Unlike Nasdaq’s model of optional on-chain settlement, other initiatives take a different tack. Some tokenized funds still rely on traditional custodians, while bond pilots like the EIB’s have brought central securities depositories in as blockchain nodes. These approaches emphasize operational integration more than decentralization, mixing blockchain’s innovation with the trust and regulatory certainty of centralized infrastructure — and making the trade-off less stark.

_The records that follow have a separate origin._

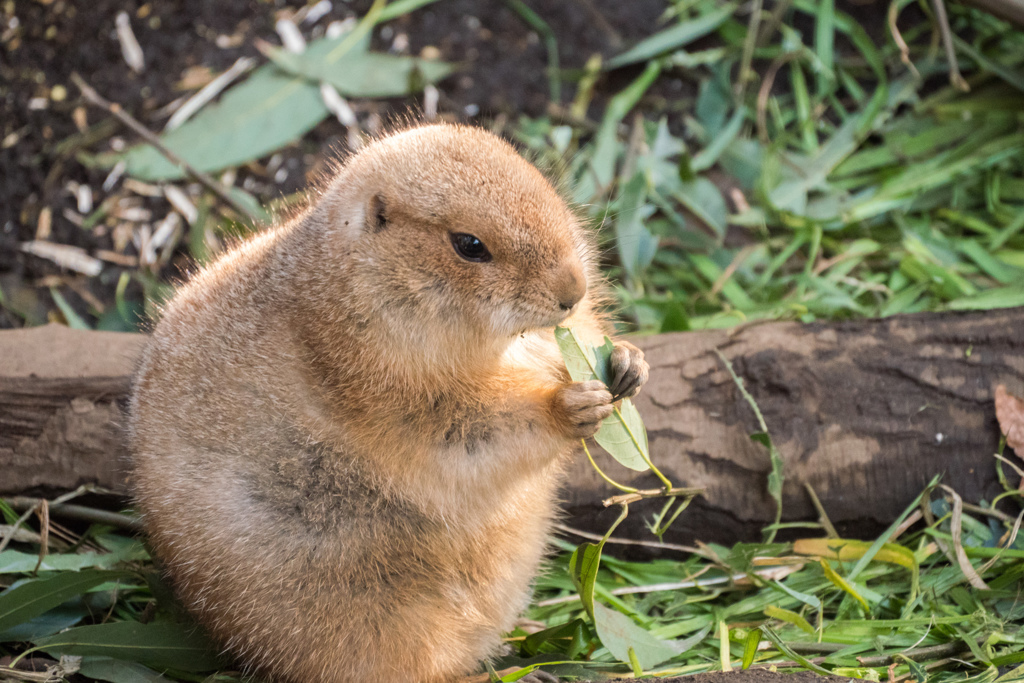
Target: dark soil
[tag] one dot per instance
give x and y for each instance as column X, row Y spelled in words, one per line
column 44, row 41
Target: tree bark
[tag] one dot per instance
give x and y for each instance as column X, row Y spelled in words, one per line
column 864, row 412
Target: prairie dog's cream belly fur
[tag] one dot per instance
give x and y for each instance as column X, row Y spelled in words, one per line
column 348, row 431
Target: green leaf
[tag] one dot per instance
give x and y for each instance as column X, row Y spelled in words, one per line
column 673, row 38
column 999, row 297
column 635, row 243
column 35, row 597
column 787, row 651
column 788, row 616
column 253, row 119
column 619, row 634
column 584, row 563
column 54, row 621
column 606, row 145
column 118, row 671
column 75, row 321
column 358, row 74
column 161, row 645
column 705, row 200
column 623, row 433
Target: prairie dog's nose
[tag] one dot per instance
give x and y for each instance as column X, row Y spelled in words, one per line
column 570, row 286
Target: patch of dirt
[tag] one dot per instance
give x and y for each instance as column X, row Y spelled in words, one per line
column 43, row 123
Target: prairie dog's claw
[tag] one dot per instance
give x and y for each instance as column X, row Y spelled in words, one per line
column 629, row 371
column 582, row 407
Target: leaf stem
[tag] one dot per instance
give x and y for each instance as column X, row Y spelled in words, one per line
column 642, row 452
column 628, row 489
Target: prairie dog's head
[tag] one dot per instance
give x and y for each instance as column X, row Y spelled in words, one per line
column 450, row 225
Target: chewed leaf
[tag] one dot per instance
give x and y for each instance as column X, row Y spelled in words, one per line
column 161, row 644
column 620, row 634
column 624, row 436
column 359, row 74
column 622, row 433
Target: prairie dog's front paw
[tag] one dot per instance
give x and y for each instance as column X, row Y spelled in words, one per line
column 629, row 371
column 581, row 407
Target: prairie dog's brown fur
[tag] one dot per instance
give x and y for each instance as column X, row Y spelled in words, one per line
column 347, row 436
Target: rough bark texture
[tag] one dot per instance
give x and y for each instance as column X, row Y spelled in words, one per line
column 864, row 412
column 60, row 393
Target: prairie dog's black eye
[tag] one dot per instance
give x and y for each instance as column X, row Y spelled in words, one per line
column 470, row 248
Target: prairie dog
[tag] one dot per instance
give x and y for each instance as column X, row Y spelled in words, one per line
column 348, row 430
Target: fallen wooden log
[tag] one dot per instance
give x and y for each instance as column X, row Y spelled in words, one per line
column 864, row 413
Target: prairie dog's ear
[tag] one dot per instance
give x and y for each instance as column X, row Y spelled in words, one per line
column 376, row 214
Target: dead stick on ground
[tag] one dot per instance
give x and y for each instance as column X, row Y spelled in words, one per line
column 96, row 99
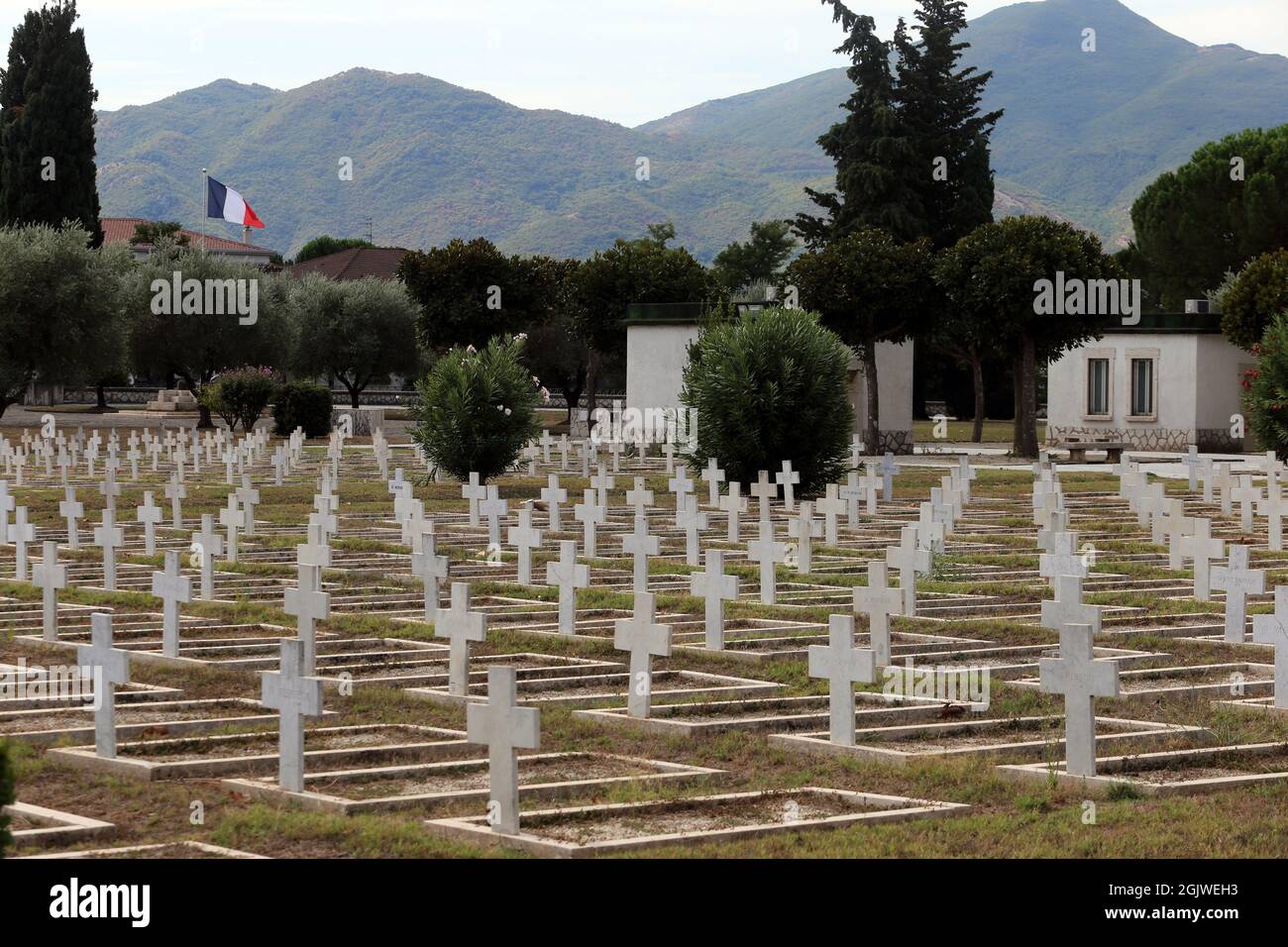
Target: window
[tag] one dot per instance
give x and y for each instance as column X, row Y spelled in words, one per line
column 1141, row 386
column 1098, row 386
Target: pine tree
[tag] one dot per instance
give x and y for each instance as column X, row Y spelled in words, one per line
column 938, row 106
column 871, row 154
column 47, row 124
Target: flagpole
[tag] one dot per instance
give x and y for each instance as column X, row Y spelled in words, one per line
column 205, row 191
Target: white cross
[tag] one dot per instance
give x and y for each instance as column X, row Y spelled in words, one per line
column 294, row 696
column 505, row 728
column 1247, row 496
column 640, row 545
column 110, row 538
column 787, row 479
column 1068, row 608
column 692, row 521
column 805, row 528
column 493, row 509
column 879, row 602
column 206, row 545
column 174, row 492
column 910, row 560
column 249, row 496
column 715, row 586
column 1237, row 581
column 639, row 497
column 51, row 578
column 589, row 513
column 1202, row 549
column 713, row 476
column 233, row 519
column 150, row 514
column 21, row 535
column 765, row 491
column 475, row 492
column 110, row 668
column 1081, row 678
column 643, row 638
column 888, row 470
column 1273, row 629
column 768, row 553
column 552, row 496
column 842, row 665
column 172, row 587
column 733, row 505
column 524, row 538
column 567, row 575
column 460, row 626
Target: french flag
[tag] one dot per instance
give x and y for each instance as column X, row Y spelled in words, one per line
column 226, row 204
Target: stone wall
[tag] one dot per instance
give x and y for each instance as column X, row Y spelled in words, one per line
column 1209, row 440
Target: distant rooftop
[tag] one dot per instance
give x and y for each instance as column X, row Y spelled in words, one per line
column 355, row 263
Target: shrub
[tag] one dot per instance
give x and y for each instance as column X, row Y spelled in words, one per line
column 769, row 386
column 1265, row 388
column 478, row 408
column 1253, row 298
column 240, row 395
column 8, row 795
column 303, row 405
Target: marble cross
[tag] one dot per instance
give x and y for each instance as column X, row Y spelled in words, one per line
column 294, row 694
column 1273, row 629
column 108, row 668
column 589, row 513
column 460, row 626
column 524, row 538
column 713, row 476
column 715, row 587
column 640, row 545
column 1237, row 581
column 643, row 638
column 505, row 728
column 1081, row 678
column 910, row 560
column 207, row 545
column 841, row 665
column 768, row 553
column 879, row 600
column 51, row 578
column 567, row 575
column 432, row 570
column 150, row 514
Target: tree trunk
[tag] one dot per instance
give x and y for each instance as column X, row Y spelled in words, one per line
column 1025, row 442
column 872, row 423
column 977, row 368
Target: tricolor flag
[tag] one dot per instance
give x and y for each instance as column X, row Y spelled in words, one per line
column 226, row 204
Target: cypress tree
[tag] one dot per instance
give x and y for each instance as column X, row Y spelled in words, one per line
column 47, row 124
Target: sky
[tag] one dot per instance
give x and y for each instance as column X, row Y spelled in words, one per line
column 626, row 60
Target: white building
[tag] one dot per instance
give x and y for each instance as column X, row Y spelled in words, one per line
column 1167, row 382
column 657, row 343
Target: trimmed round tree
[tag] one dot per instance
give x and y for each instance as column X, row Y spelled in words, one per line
column 1265, row 388
column 768, row 386
column 478, row 408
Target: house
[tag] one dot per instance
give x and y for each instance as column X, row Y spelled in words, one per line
column 120, row 230
column 657, row 343
column 1166, row 382
column 355, row 263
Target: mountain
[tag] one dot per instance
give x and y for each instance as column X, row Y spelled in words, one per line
column 1082, row 134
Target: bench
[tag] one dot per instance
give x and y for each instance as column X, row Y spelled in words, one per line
column 1078, row 450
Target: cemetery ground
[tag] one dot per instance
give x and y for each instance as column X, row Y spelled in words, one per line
column 1183, row 685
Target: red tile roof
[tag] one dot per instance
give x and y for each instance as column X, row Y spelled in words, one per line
column 120, row 230
column 355, row 263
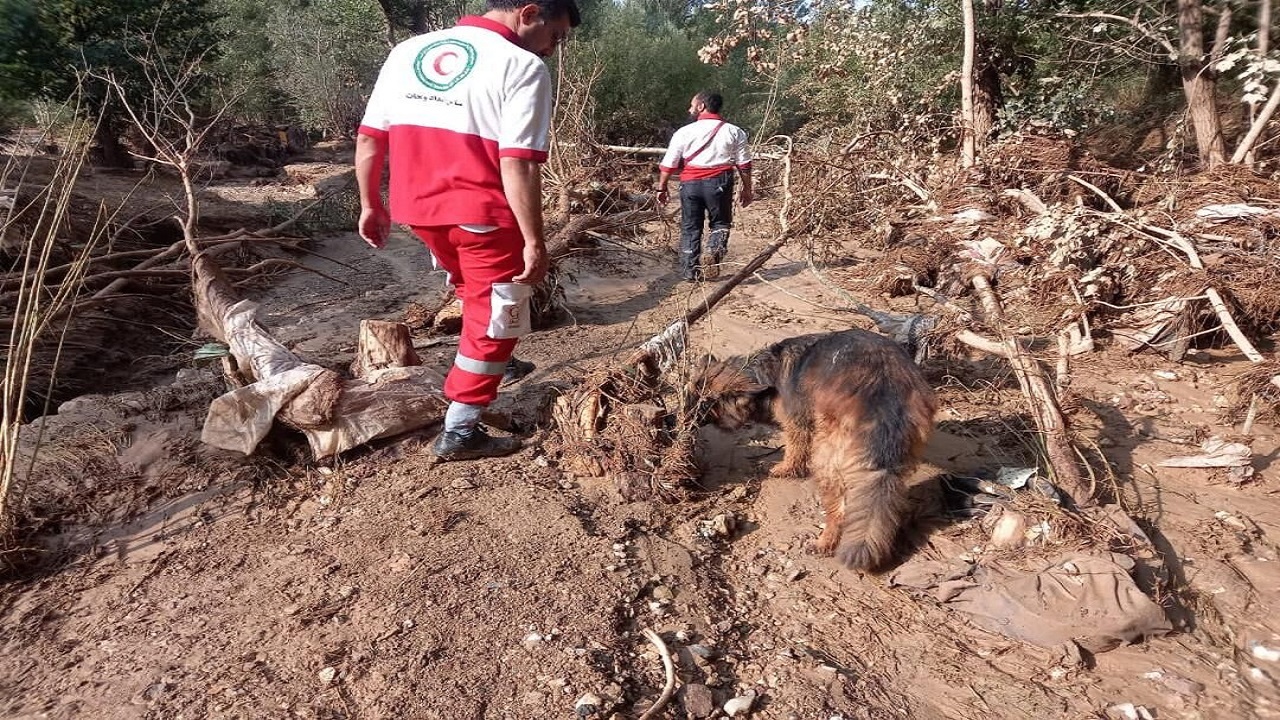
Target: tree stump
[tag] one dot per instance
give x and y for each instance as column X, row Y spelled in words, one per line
column 383, row 345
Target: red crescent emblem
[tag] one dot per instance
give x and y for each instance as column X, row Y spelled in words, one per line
column 439, row 59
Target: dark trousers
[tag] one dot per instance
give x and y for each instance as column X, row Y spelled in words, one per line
column 708, row 200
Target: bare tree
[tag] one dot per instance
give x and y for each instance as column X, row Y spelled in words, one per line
column 1200, row 83
column 968, row 154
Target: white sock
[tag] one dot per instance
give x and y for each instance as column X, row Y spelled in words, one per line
column 461, row 417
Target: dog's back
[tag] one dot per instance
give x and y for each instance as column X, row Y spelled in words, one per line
column 868, row 411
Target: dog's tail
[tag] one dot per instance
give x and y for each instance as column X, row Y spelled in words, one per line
column 882, row 450
column 874, row 509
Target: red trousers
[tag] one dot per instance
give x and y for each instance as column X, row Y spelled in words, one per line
column 474, row 263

However, even hybrid models have their weaknesses. They must reconcile blockchain’s promise with established rules: regulators will demand clear frameworks, and decentralization often gets pulled back in to maintain control and compliance. Nasdaq’s proposal illustrates that shift — trade execution stays conventional, while tokenized settlement is optional. That balance may help hybrids gain traction, but it can make full decentralization a trickier goal.

Hybrids also come with added complexity and cost, and it’s not clear whether incumbents will invest in new rails. In practice, hybrids are usually less decentralized than public blockchains. By relying on permissioned ledgers, they make regulation easier but sacrifice some of the transparency and openness of public systems — like broad visibility into transactions, auditability, and open participation.

What the future of tokenization could look like – coexist, compete, or converge?

Tokenization is evolving rapidly, taking shape in multiple forms — from early proposals to regulatory filings to live adoption. How these tracks develop will influence both the speed of adoption and the practical form tokenized markets take. Hybrid models may offer one way to bridge today’s infrastructure with tomorrow’s markets.

In the end, no single track may become dominant. Tokenization’s future could see these approaches used side by side, alternately, or evolving over time — shaped as much by regulators and market structures as by technology itself.